Evgeny Morozov, the author of “To Save Everything, Click Here: The Folly of Technological Solutionism,” has an opinion piece at The NY Times that warns we may be approaching the risks of Artificial Intelligence from the wrong direction.
...The mounting anxiety about A.I. isn’t because of the boring but reliable technologies that autocomplete our text messages or direct robot vacuums to dodge obstacles in our living rooms. It is the rise of artificial general intelligence, or A.G.I., that worries the experts.
A.G.I. doesn’t exist yet, but some believe that the rapidly growing capabilities of OpenAI’s ChatGPT suggest its emergence is near. Sam Altman, a co-founder of OpenAI, has described it as “systems that are generally smarter than humans.” Building such systems remains a daunting — some say impossible — task. But the benefits appear truly tantalizing...

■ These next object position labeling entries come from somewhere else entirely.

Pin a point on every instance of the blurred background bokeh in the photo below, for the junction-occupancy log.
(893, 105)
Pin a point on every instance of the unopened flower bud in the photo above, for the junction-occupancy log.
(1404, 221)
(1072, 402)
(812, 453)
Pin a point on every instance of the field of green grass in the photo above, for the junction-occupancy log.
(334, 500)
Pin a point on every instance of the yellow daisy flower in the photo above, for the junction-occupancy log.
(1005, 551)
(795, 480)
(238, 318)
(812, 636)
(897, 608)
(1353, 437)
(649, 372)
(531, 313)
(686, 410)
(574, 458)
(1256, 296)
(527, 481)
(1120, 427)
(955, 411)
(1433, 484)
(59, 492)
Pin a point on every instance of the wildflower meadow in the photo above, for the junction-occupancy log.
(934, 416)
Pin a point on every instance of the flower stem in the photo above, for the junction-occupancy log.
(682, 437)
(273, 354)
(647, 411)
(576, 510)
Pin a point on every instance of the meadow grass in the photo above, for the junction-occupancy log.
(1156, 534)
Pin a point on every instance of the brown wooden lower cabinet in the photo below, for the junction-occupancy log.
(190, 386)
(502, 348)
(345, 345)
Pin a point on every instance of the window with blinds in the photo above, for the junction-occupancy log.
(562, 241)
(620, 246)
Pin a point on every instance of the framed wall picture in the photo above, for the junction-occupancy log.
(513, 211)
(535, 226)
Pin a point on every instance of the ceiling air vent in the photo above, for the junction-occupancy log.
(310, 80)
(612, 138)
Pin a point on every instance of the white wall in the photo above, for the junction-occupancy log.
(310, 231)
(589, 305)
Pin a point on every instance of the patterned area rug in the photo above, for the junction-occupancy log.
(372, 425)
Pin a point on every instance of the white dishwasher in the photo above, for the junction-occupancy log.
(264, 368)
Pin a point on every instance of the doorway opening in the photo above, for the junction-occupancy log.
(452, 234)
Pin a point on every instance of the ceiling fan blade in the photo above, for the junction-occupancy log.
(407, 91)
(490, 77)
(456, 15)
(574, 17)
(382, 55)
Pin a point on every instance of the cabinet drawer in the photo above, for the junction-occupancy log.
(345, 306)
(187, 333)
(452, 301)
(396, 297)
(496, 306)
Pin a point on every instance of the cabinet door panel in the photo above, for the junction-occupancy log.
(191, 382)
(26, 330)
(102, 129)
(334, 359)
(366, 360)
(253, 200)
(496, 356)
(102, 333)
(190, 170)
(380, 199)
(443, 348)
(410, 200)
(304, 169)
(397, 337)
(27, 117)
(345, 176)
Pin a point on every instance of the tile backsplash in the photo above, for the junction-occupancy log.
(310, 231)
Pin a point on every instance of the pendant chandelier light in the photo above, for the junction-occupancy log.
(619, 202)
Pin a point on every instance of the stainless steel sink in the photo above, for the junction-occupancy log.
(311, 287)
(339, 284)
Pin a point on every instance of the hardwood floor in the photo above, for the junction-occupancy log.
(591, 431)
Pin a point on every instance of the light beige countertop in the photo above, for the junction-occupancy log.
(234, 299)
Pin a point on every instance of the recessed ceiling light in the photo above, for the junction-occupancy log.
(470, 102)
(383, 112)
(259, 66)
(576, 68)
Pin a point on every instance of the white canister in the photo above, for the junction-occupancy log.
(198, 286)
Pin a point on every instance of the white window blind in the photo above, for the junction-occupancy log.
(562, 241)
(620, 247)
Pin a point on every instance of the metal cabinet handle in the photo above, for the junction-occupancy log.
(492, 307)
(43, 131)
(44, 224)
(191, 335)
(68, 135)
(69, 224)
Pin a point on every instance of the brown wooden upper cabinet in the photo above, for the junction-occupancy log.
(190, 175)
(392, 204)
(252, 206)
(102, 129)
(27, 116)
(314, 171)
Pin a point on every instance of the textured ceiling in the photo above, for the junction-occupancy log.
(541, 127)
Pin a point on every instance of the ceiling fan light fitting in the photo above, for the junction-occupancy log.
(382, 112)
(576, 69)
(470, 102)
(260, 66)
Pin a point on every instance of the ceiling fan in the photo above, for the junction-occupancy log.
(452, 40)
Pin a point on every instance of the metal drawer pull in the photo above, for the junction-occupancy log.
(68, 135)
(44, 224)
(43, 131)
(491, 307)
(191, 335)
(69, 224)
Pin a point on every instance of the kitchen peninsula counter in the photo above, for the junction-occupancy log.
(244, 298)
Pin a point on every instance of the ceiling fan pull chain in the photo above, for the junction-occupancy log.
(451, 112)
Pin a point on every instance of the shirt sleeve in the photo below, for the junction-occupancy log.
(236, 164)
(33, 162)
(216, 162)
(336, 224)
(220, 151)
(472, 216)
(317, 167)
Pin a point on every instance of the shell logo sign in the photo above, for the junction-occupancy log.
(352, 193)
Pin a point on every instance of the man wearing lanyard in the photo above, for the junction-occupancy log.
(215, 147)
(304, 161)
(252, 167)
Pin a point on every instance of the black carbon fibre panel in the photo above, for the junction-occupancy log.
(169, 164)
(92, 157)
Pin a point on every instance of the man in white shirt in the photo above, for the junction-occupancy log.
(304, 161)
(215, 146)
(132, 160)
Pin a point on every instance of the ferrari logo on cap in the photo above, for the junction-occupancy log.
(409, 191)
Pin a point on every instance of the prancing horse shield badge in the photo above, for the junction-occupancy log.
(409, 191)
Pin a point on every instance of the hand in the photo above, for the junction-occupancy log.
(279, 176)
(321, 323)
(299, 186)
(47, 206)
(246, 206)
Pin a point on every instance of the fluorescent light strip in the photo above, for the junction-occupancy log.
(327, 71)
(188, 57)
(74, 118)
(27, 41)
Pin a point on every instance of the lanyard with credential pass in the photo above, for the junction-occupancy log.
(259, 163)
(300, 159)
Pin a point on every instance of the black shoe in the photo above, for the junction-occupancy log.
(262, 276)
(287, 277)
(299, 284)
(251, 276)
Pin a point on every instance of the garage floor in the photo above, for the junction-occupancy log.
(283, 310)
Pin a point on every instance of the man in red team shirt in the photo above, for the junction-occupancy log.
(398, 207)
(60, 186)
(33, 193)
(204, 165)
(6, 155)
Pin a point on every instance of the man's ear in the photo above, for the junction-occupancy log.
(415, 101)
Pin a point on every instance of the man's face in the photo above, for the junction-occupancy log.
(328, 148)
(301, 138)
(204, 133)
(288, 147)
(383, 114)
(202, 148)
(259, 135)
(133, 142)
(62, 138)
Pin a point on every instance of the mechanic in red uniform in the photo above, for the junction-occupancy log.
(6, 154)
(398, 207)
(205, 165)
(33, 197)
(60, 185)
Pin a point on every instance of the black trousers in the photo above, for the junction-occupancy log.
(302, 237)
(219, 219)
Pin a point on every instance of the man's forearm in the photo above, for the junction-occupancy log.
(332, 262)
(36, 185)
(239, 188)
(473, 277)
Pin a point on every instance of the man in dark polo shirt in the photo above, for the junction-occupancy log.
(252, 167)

The problem is, who defines those benefits — and who profits from them.
...But this ideology — call it A.G.I.-ism — is mistaken. The real risks of A.G.I. are political and won’t be fixed by taming rebellious robots. The safest of A.G.I.s would not deliver the progressive panacea promised by its lobby. And in presenting its emergence as all but inevitable, A.G.I.-ism distracts from finding better ways to augment intelligence.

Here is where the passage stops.